There are a number of things I would like to do today but I can't.
I would like to talk to you about the detail of the Trans-Pacific Partnership Agreement (TPPA) - but I can't, the draft text is being negotiated in secret.
I would like to explain how the draft agreement will impact on the regulation of intellectual property in Australia - but I can't, it's confidential.
And the list goes on . . . .
We live in an age where we have:
- Greater access to information about the world; and
- Greater access to information about how we are governed.
For those people who are lucky enough to live in democracies, there are now greater opportunities for participation than ever before.
And yet we still have significant trade deals being negotiated behind closed doors.
I would like to tell you that these deals are being negotiated in good faith with Australia's best interests being advanced - but I can't, I can only speculate from what I do know.
Last year there was a leak of the draft US chapter regarding how intellectual property would be regulated under the agreement - it contains some worrying proposals.
The changes being proposed by the US would favour big pharmaceutical companies.
Patents would be stronger and longer; profits would be bigger.
The provisions would undermine the PBS and force changes to our current laws regarding intellectual property.

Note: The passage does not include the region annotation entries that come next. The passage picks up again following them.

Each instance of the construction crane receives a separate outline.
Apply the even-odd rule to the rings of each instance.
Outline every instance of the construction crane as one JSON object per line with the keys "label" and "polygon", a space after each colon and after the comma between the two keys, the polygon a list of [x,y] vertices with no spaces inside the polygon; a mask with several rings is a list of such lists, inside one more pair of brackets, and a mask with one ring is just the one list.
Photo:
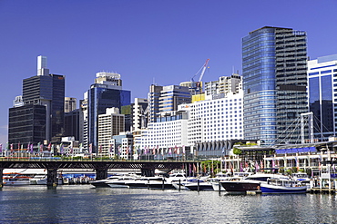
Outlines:
{"label": "construction crane", "polygon": [[199,81],[198,81],[198,83],[200,83],[201,82],[201,80],[202,80],[202,77],[204,76],[204,73],[205,73],[205,71],[206,71],[206,68],[207,68],[207,65],[209,64],[209,59],[207,59],[206,60],[206,62],[205,62],[205,63],[202,65],[202,67],[198,71],[198,73],[195,74],[195,75],[193,75],[193,77],[190,79],[190,81],[191,82],[194,82],[194,77],[196,77],[197,76],[197,74],[201,71],[201,73],[200,73],[200,76],[199,77]]}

The Department of Foreign Affairs and Trade assure us that there is no agreed text on the IP Chapter and that Australia will not accept anything that would 'impact the integrity of the PBS' - I would like to believe that, but I don't.
The proposed expansion of IP rights will reduce access to knowledge; impacting our libraries, universities and research and stifling the innovation at the heart of Australia's productivity.
Our local content requirements support our film and television industry, but I fear they too could be undermined by the agreement.
The IP proposal constrains Australia's power to regulate in the interest of our cultural sector. US media corporations are also advocating the removal of local content regulation for new forms of media.
Our cultural landscape is rapidly evolving - the proposed expansion of IP rights onto internet software is inflexible and limits access to independent online digital media.
The US IP chapter has taken provisions from the Anti-Counterfeiting Trade Agreement (ACTA) - an agreement which has received widespread condemnation for contravening human rights.
The TPPA is potentially an extension of ACTA's violation of privacy, civil liberties and internet freedom.
Legitimate public consultation has been absent from the negotiation process - this is not consistent with the '21st Century agreement' the TPPA claims to be.
When confronted with concerns over IP provisions in stakeholder consultations, negotiators have claimed they cannot make 'blanket assurances one way or another'.
There is no reason why there can't be more transparency around this process, there is no reason why the draft text can't be released - if there are genuine benefits for Australia then let's have a genuine process.
Secrecy and paternalistic attitudes from government make me nervous.
US proposals backed by big pharmacy companies make me scared.
Fortunately we do live in a democracy and we can hold rallies like this.
I urge you to make your voice heard.